Les universités privées guinéennes, depuis plusieurs jours sont dans une posture de revendication à cause de la violation par l’Etat des clauses du partenariat, selon eux, pour non payement des arriérés de prestations de services rendus depuis 2014. Un avis de grève avait été lancé par la CRESUP puis suspendu, à des fins de négociations avec le gouvernement.
Au cours de ce point de presse, les fondateurs ont saisi l’occasion pour égrener une kyrielle de difficultés rencontrées au sein de leurs établissements, qui ont des conséquences fâcheuses, selon eux, sur le fonctionnement de leurs institutions. ElHadj Thierno Moussa SY, le président du comité de crise, mis en place pour négocier avec le gouvernement a laissé entendre que le non respect des engagements du gouvernement vis-à-vis des universités privées aurait un impact négatif sur leur fonctionnement.

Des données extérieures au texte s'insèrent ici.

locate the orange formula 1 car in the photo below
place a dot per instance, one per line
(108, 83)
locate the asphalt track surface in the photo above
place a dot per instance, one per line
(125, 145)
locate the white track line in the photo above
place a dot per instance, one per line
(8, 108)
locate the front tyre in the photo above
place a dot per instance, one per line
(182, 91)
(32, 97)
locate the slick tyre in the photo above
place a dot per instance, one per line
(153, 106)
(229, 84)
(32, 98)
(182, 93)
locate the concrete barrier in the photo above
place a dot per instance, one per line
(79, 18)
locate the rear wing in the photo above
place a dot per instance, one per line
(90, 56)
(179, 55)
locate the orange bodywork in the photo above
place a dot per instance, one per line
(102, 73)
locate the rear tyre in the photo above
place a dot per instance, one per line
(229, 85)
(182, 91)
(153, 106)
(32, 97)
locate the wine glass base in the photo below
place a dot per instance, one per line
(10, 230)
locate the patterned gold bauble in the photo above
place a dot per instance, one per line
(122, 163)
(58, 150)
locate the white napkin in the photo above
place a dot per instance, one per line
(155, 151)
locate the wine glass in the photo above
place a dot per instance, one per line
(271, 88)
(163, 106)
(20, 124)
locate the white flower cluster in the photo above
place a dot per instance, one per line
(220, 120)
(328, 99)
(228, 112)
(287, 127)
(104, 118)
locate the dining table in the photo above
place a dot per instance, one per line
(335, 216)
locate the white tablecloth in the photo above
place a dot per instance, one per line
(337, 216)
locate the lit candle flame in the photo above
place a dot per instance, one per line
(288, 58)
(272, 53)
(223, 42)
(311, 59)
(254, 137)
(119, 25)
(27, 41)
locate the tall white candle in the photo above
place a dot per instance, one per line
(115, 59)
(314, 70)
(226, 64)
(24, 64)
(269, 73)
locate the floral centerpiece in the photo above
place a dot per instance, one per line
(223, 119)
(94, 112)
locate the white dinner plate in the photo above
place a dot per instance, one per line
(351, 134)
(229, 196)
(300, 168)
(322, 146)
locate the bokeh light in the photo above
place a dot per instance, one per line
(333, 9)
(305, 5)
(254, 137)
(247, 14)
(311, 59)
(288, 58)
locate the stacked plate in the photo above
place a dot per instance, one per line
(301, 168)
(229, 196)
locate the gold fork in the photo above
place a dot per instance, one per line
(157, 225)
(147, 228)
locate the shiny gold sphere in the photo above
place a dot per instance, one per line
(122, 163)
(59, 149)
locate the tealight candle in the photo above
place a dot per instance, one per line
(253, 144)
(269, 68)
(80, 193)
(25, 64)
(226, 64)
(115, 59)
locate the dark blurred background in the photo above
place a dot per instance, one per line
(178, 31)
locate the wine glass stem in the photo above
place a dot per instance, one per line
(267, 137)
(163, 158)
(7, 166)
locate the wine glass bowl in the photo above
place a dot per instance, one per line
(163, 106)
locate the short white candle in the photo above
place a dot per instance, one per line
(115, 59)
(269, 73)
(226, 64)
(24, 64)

Pour remédier à ces insuffisances, la CRESUP demande le payement intégral et dans l’immédiat des arriérés de prestations des services rendus depuis 2014 ; de diligenter la signature des contrats des étudiants contrôlés physiquement; de procéder au payement du premier semestre de l’année universitaire 2015-2016 ; d’effectuer le contrôle et la stabilisation des effectifs enrôlés en première année 2015-2016 pour la finalisation rapide de leur contrat ; d’abandonner systématiquement les payements fractionnés et discriminatoires ; reconnaitre la place et le rôle des institutions d’enseignement supérieur privé.
Des revendications, qui pour la plupart, sont actuellement en négociation avec le gouvernement pour éviter une grève dans le système éducatif privé d’enseignement supérieur.